Artist Statement_Video Sculpture 2009
[_"Future Genetic Anomalies" "Dark Science"," LCD_Blossoms" _]

  My work references future technological advancements in which singularities occur between species and science. Human technologies have made visible territories once believed to not even exist. Continually through the advancements of science we are able to “see” more of the natural world and consequentially manipulate it for our purposes. I create complex sculptural systems based on the shapes of genetics, nature and technology. These systems become ecosystems where a symbiotic relationship occurs between disparate materials, L.E.D’s, fiber optics, sculptural materials and consumer electronics.

  This a paradoxical time period when genetic-organic materials grow together, fuse into complex new systems, with computers and technology. I am inspired by the ideas of this inevitable conglomeration . Is not a television already a unique example of this fusion, minus the genetics? It is a technological hardware device but it creates/delivers ideas via the organic, light and sound waves. This seemed impossible or far-fetched, as well, “Pre-TV”. Already we are being met at the marketplace with other more recent examples like OLED technologies, organic light emitting diodes as tv screens, enhanced by natural phospherescence properties. I envision a home entertainment system more closely resembling a garden of living tissues than a stack of boxy hardwares. A new natural landscape of ecosystems growing around our technologies is emerging as reality. Plugging in our devices to living power sources, Is it in the near future? Clusters of shimmering schools of animatronic video screens, Is it far fetched? Organic interactive replicating video organisms, Is it impossible? Actualizing works that instigate these kinds of questions is my intention.

  I am also passionate about exploiting underutilized spaces to create sculpture. The “LCD_Blossom” video sculptures exist in a completely new site for sculpture. The surface of the screen,  and the space between the viewer and the screen. Although in that space is an unseen landscape; surely in the future this unseen space will be filled. With 3d imagery like Holographs, or quickly shape shifting matter, animating in three dimensions the way a TV would in two. I am creating works that speak of this transition. I even for-see nostalgia for my video sculptures in the far future, and an “I remember owning that particular piece of electronics” conversation. Which also nicely time period dates the works.

  I create in the materials of the “now”, consumer electronics. I also am not interested in hiding the technology, but rather to use it in new ways. To make it visible to the viewer that I am using a screen, the same as the 50 hung together in the Best Buy store, or the 20 in your favorite sports bar, or even the one in your living room. They are the same. I have just chosen to utilize the screen in a similar way as a canvas for painting. Trying to seamlessly integrate the in-motion 2d image, and the physical sculptural component that is truly three-dimensional.

  As artists we create in a state of evolving flux, my work references this. For the majority of the art histories, the tools of the artist where fairly stagnant, compared to the tools with which we create. They are continually morphing, rapidly, exponentially evolving. You can see this in my work. There is velocity, direction, and evolutionary motion.

[dNASAb] 2009


  While on International Residency at the Experimental Television Center part of Alfred University
in 2006, [dNASAb] worked with a hardware video synthesizer made by Nam June Paik/Abe
called the Wobulator. In an effort to visualize the information and energy spewing from the
synthesizer , [dNASAb] created a temporary photographic environment utilizing the Wobulator.
This piece inspired many ideas about the distribution and display of video art via video sculpture.
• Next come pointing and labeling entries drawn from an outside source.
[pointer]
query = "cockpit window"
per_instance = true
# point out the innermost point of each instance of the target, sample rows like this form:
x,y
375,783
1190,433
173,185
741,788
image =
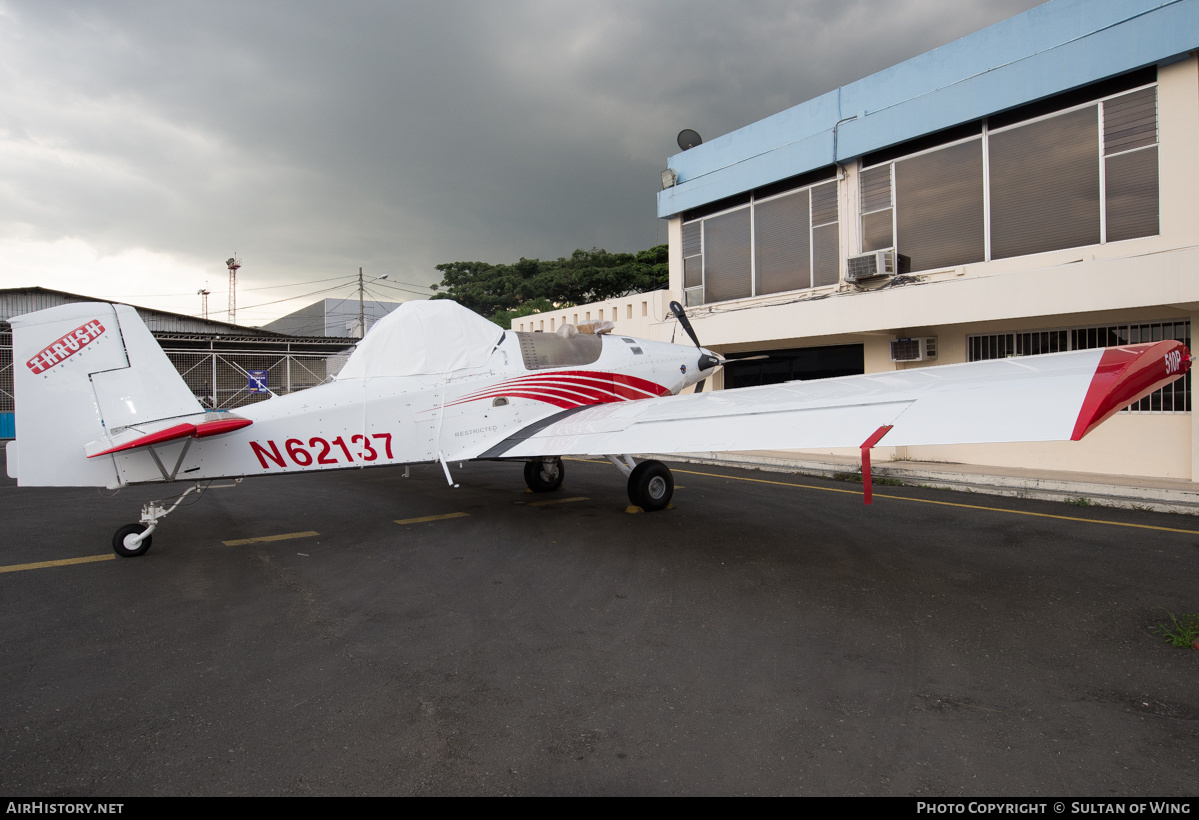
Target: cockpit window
x,y
543,350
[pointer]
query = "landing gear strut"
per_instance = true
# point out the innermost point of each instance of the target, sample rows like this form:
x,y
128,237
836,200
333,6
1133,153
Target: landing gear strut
x,y
133,540
543,475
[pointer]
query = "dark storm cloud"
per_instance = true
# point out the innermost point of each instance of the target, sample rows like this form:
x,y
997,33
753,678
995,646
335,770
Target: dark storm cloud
x,y
314,137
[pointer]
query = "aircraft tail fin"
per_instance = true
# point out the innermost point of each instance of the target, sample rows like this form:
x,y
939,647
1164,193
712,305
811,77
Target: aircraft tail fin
x,y
84,374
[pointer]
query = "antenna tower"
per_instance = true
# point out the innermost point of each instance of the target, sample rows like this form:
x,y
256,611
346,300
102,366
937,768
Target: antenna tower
x,y
233,264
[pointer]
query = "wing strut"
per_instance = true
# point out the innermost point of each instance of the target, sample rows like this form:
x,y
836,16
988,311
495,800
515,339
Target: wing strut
x,y
867,486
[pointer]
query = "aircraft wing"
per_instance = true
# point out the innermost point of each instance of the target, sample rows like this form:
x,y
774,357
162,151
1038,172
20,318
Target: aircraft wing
x,y
1035,398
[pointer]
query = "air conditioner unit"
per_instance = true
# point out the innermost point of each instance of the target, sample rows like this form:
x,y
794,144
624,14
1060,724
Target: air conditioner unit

  Already creating I-Pod videos formatted for global delivery via the internet and I-Tunes ,it
seemed a natural progression to work with the most recognizable handheld mobile video devices.
The I-Pod, now being 5 years old, is deeply integrated into the lives of millions globally and speaks of the fetishism that modern consumers have for new electronic mobile devices.
[dNASAb] sees these new devices as raw materials for artistic creation . Thus the beginning of the I-pod sculpture series.

  The first group are continuously looping ,wall hanging ,painted audio/video sculptures .The sculpture actually provides the energy and audio components to make the I-Pod have a life and voice, It is a symbiotic relationship . The sculptural elements are congruent to the video and speak of the “movement and velocity of cultural “living data” , and comments on the speed of change with which ideas travel and evolve .Each I-Pod has its own unique custom videos and video play-lists relating to the sculptural elements. [dNASAb] also has started to work directly onto the I-Pod screens sculpturally, integrating an image in motion on a two-dimensional screen is a visionary artistic precursor to the actual future technological advancements of video fabrics , holographic projection screens ,and virtual reality .These experiments pose interesting questions such as “What kind of ecosystem would an I-Pod flourish in ?” “Does the place where the I-Pod resides have any relationship to the content contained there in “”Can sculptural components enhance the aesthetic of the I-Pod and its content?” Which is more valuable the vessel or the content?